བཀའ་ཁྲིམས་སྐྱར་བཤད་ 11:26-28
དེ་རིང་ངས་ཁྱོད་ཚོར་བྱིན་རླབས་དང་དམོད་པ་གཉིས་ལས་གཅིག་འདམས་ཀ་བྱེད་པའི་གོ་སྐབས་སྤྲད་ཀྱི་ཡོད། དེ་རིང་ངས་ཁྱོད་ཚོར་སློབ་སྟོན་བྱེད་བཞིན་ཡོད་པའི་གཙོ་བོ་དཀོན་མཆོག་ཁྱོད་ཚོའི་དཀོན་མཆོག་གི་བཀའ་རྒྱ་རྣམས་ལ་སྲུང་པ་ཡིན་ན་ཁྱོ་ཚོ་ལ་བྱིན་རླབས་ཐོབ་རྒྱུ་དང་། འོན་ཀྱང་བཀའ་རྒྱ་འདི་དག་མ་ཉན་པར་དེ་སྔ་ནམ་ཡང་མ་མཆོད་པའི་ལྷ་རྟེན་གཞན་ལ་མཆོད་པ་ཡིན་ན་ཁྱོད་ཚོར་དམོད་པ་འཕོག་ངེས་སོ།
And in Isaiah again, he read how God was offering a new way of liberation from samsara (‘khor ba).
ཡེ་ཤ་ཡཱ 43:18-19
འོན་ཀྱང་གཙོ་བོ་དཀོན་མཆོག་ཁོང་གིས་བཀའ་གནང་བ།
ཁྱོད་ཚོ་འདས་པའི་བྱ་བར་མ་དྲན་ཞིག། ཡང་ན་ཡུན་རིང་སྔོན་དུ་བྱུང་བར་མ་ཆགས་ཤིག།
ང་ཡིས་བྱ་རྒྱུའི་བྱ་བ་གསར་པར་ལྟོས། བྱུང་བཞིན་པ་དེ་ད་ལྟ་ཁྱོད་ཚོས་མཐོང་ཐུབ།
མི་མེད་ལུང་སྟོང་བརྒྱུད་ནས་ལམ་བཟོས་ཏེ། ཁྱོད་ལ་དེ་རུ་རྒྱུགས་ཆུ་བྱིན་པར་བྱ།
ཡེ་ཤ་ཡཱ 43:25
དེ་བས་ན་ཁྱོད་ཀྱི་སྡིག་སེལ་བྱ་མཁན་གྱི། གཙོ་བོ་དཀོན་མཆོག་དེ་ནི་ང་ཡིན་ནོ།
ང་ནི་རང་གི་ཆེད་དུ་འདི་ལྟར་བྱས། ང་ཡིས་ཁྱོད་ཆོའི་སྡིག་པར་སླར་མི་དྲན།
After that, Tshering opened his heart to the Lord, and invited him to stay in his heart, as the Saviour Jesus whose promise of forgiveness and cleansing he trusted.
ཡོ་ཧ་ནན་༡ 1:9
གལ་ཏེ་ང་ཚོས་རང་གི་སྡིག་ཉེས་ཁས་བླངས་ན། དཀོན་མཆོག་ནི་བློ་གཏད་ཆོག་པ་དང་ཡང་དག་པ་ཡིན་པས་སྡིག་ཉེས་སེལ་ཞིང་དྲང་པོ་མེད་པའི་དྲི་མ་ལས་ཡོངས་སུ་འདག་པར་མཛད།
So Tshering was baptized in 1955, and spent the rest of his life in this new way of trusting and obeying, and enjoying Jesus’ blessing. He wrote and distributed gospel booklets, and taught in a school for Tibetan boys, and became a leader in Christian churches.

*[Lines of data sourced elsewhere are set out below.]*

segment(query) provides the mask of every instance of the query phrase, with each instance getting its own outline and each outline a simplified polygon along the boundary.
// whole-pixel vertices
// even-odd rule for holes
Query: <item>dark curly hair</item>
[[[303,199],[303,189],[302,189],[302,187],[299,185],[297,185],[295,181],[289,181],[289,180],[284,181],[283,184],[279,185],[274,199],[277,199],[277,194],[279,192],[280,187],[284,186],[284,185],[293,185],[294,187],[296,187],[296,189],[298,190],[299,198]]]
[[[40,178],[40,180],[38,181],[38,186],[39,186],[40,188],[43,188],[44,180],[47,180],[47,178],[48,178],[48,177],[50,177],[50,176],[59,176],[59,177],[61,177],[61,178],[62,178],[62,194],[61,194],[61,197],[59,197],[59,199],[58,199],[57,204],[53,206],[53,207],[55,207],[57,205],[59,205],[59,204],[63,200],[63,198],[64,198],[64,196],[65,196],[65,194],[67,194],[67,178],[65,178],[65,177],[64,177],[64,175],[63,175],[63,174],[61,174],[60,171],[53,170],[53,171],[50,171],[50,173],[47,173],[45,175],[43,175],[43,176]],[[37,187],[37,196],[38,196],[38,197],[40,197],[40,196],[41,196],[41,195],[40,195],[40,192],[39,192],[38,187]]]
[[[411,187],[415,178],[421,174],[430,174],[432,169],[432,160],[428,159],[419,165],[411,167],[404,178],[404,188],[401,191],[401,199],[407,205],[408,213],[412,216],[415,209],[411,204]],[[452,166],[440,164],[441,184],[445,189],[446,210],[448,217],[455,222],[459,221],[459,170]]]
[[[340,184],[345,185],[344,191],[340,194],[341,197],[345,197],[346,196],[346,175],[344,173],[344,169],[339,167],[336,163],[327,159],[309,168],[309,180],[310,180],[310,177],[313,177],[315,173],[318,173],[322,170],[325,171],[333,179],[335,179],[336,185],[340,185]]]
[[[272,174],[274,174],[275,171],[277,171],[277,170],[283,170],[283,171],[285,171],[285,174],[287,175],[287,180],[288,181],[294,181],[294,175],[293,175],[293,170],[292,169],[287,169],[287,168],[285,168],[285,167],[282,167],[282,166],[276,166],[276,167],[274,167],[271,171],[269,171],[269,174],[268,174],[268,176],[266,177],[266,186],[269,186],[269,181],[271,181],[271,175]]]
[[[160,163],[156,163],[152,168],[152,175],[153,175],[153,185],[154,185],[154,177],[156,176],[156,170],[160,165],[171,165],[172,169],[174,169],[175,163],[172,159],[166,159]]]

This is how he finishes his life story, ‘Recently the Lord led me to Kathmandu, Nepal, where I now serve Him. Here there is a great number of Tibetans, whom I seek to tell of the true and living God; and of the Saviour who saves from sin and from its penalty, so that we don’t need to go to hell – not even once …. Pray that many will be delivered from the chains of darkness, and brought into the light of the glorious gospel of our Lord Jesus Christ.’